The general workflow is:

Design the model (DBML / diagrams)
Create or update Cargo tables
Activate Cargo tables by saving the Cargo page
Create Page Schemas using the UI
Generate forms
Enter and test real data
Iterate carefully

Namespaces and Their Roles

Namespaces are used to separate concerns and control access.

Namespace	Purpose	Visibility
(Main)	Public research results and narratives	Public
HO:	Structured Heritage Objects	Club members
DA:	Digital Asset metadata and relationships	Club members
File:	Physical file storage	Uploads restricted
ICT:	Technical and architectural documentation	Club members

Namespaces must not be redefined. The built-in File: namespace remains unchanged.

File Management Strategy

MediaWiki’s file model is page-centric and limited for complex workflows. To address this, a clear separation is enforced:

File: pages store physical files only
DA: pages store semantic metadata about digital assets

Digital Assets (DA) act as the central abstraction layer.

Internal vs Public Files

Not all files are equal:

Internal files:
- High-resolution masters
- OCR outputs
- Working derivatives
Public files:
- Curated, approved derivatives
- Downscaled or watermarked versions

Internal and public files are managed by convention, not by redefining namespaces.

Upload Permissions

Uploading files is restricted to club members
Viewing files remains public (to support public pages)
Editors must ensure that only approved files are embedded on public pages

Public pages must never depend on internal-only files.

Digital Assets (DA)

A Digital Asset represents a conceptual media object and may reference:

One or more File: pages
A parent Digital Asset (for derivatives)
One or more Heritage Objects

DA pages are internal and never directly exposed to the public.

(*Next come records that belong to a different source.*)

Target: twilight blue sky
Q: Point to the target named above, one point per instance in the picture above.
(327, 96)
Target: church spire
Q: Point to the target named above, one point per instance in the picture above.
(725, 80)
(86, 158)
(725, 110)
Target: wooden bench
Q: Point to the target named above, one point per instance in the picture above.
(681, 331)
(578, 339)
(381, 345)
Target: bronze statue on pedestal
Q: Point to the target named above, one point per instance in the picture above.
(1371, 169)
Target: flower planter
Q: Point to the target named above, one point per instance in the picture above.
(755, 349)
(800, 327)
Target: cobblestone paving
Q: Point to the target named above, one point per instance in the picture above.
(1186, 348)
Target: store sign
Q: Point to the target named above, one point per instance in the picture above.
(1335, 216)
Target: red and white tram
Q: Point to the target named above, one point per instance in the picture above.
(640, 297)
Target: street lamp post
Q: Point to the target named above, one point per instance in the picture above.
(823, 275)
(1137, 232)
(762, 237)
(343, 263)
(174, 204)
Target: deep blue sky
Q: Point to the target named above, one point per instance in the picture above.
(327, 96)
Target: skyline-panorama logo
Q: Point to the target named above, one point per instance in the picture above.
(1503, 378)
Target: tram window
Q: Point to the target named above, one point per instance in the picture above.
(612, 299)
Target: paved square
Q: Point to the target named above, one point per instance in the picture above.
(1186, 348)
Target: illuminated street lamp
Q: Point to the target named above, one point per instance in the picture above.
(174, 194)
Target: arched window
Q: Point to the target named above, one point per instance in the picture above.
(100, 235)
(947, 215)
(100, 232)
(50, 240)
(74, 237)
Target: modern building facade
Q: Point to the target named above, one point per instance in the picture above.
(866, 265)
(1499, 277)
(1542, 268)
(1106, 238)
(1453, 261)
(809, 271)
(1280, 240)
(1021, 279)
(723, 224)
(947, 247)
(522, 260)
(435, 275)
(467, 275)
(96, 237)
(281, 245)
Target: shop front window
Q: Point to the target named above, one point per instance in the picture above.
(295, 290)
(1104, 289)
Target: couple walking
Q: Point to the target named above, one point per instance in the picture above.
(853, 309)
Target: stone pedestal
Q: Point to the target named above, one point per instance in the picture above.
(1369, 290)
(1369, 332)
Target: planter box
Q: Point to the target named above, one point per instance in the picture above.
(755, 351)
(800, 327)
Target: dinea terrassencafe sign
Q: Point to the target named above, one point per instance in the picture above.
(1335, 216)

Handling Many-to-Many Relationships

Relational join tables from the original data model are implemented as:

Cargo subtables
Repeatable sections in Page Schemas

Example use cases:

Object–Person relationships
Object–Set memberships
Provenance chains

This avoids page explosion and keeps relationships contextual.

Page Schemas vs Cargo Tables

Cargo tables may be created in two ways:

Manually (Cargo-first)
Via Page Schemas UI (UI-first)

In both cases:

The Cargo table page must be saved manually to activate the database table
Page Schemas do not execute database changes automatically

For complex, stable models, a Cargo-first approach is preferred.

Design Principles

The following principles guide all future development:

Cargo owns structure, Page Schemas own usability
Internal complexity is allowed; public simplicity is required
Publication is a controlled act, not a permission toggle
Add fields freely; rename or remove fields carefully
Prefer conventions over hacks
Avoid direct database manipulation

Status

This architecture is considered the current baseline.

Changes must be documented and reviewed before implementation.